Finalmente Corrado Barbera. Il 2002 di Cuneo strappa nello slalom di Adelboden i primi punti di Coppa del Mondo. E lo fa non su un pendio a caso, ma leggendario: con il 66 entra nei trenta sul leggendario Chuonisbaergli dimostrando di essere tecnicamente assai valido. Numero proibitivo a parte, chiudere nei primi trenta lo slalom monumento di Adelboden significa che il livello c’è. Ha lottato tanto Corra, ce lo avevo detto prima di Madonna di Campiglio che stava battagliando non poco per superare un momento difficile. Ci teneva a far bene sul Canalone Miramonti e lo abbiamo visto sconsolato al termine della gara trentina. Ma Barbera si è rifatto subito ed ecco questo 28° posto che vale tanto oggi.

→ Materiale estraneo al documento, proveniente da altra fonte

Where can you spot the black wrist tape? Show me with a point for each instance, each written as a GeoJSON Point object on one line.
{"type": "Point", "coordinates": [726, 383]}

Ci dice Corrado: «Ero arrabbiato per non essermi qualificato quattro giorni fa. In partenza avevo questa rabbia dentro ma allo stesso tempo anche la consapevolezza di poter far bene perchè stavo crescendo come condizione. Sono partito determinato e agguerrito più che mai e arrivare in fondo per sessantaseiesimo e osservare al tabellone che ero qualificato per la seconda run mi ha fatto esplodere di felicità, di entusiasmo. Questa è la mia gioia sportiva più grande, anche più importante rispetto all’oro dei Mondialini, avevo bisogno di questo risulato, stavo attraversando un periodo difficile. E poi i primi punti su una pista mito come questa hanno un valore pazzesco. Nella seconda non ero partito male, anzi. Poi ho commesso un errore e non ho voluto più rischiare. Il livello dello slalom è assai alto e poi se ci mettiamo il pendio così severo. E’ stato fantastico vedere ancora lo skistadium stracolmo quando sono sceso, che soddisfazione oggi i primi punti in Coppa del Mondo».
Ecco Andrea Truddaiu, l’allenatore responsabile del gruppo Coppa Europa che era in pista ad Adelboden: «Lo alleno da qualche anno, so e sappiamo quanto impegno ci mette il ragazzo per riuscire ad emergere in Coppa del Mondo. Voleva a tutti i costi la qualifica, è arrivata finalmente. Una gioia per tutti, anche se sappiamo che è il primo passo di un lungo viaggio e bisogna lavorare sodo per continuare ad essere regolari. Poteva arrivare prima? Si, ma ci voleva un pò di pazienza. Siamo consapevoli del valore di questi ragazzi, giusto dare fiducia. Ripeto, adesso avanti e sotto con i prossimi appuntamenti».